Récréation. Un nouveau collègue d’espagnol. Comme à l’habitude, nous sommes tous prêts à l’accueillir. Prévenants. Et prêts à le renseigner. Trop prêts, sans doute. M. cligne des yeux et vacille très légèrement devant la dose d’informations, l’emploi du temps, les salles, la clé, le code Pronote, les élèves ULIS, tu penseras à ta carte de cantine ? Accueillir les nouveaux sans les noyer sous l’usine à gaz de l’Éducation Nationale en général et du Collège Ylisse en particulier. Pas évident.
Avec tout ça, j’en suis arrivé à mes heures de cours. Face aux Daleks, une fois encore. Qui ont décidé de se révolter. Pas un seul, pensé-je d’abord, n’a appris la tirade d’Antigone que j’avais eu l’outrecuidance de leur demander de mémoriser. “Bah non, c’est trop long.” “Non, j’ai pas fait.” Un refus unanime, violent et massif. J.et M. me regardent. Ils ont appris. Ils n’osent pas le dire. Écrasés eux aussi par le nombre.

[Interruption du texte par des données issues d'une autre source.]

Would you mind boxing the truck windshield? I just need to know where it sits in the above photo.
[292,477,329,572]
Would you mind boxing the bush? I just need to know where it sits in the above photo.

Conflit quasi-ouvert. Je ne me démonte pas. J’en interroge cinq, cinq échecs. Cinq zéro en attendant qu’ils récitent. Ils ont dix jours pour repasser. Je prends une inspiration. Je sens quasiment la délectation à la perspective de l’engueulade qu’ils vont prendre.
“Fiches d’exercices, vous avez le brevet blanc cette semaine.”
Je ne déssererai les dents que pour donner quelques autres consignes. Je suis pâle de colère, plus blanc encore que d’habitude. Ça inspire joliment E. “Monsieur, je peux aller emprunter un blanc ? Je suis noir, et les noirs, ça achète pas les blancs, c’est le contraire.”
D’habitude, on se rejoint là-dessus ; sur cette défiance qu’il a face à ses profs hommes, babtous. Je hausse les épaules. Comme au théâtre, jusqu’au bout du geste. Ça la lui coupe, dis donc. Que, pour une fois, ce soit moi qui refuse d’aller vers eux.
Fin du cours. Je n’ai pas décoléré, j’efface le tableau, dents serrés, les gamins quittent le cours dans un silence maussade. J. et M. viennent me trouver. Me posent des questions sur le brevet et sur l’oral. Je réponds de façon concise. Et puis d’un coup, J., qui n’est jamais dans l’affect.
“Merci monsieur, je progresse, cette année.”
“Je n’ai pas été juste”, dirai-je à Monsieur Vivi qui a connu une expérience similaire avec les 3èmes A(pocalypse). “Ça aurait dû me suffire pour aller mieux. Mais j’en ai marre de devoir n’être validé que par ma certitude que je leur apporte ce qu’il faut. “
Il y en a peu, des boulots, dans lesquels ton investissement ne sera jamais reçu deux fois de la même façon par les mêmes personnes. Et c’est fatigant.
Mais demain, peut-être, seront-ils tous au taquet. Ou la fois d’après. Je relève la tête, regarde demain droit dans les yeux. Et tente de faire du beau.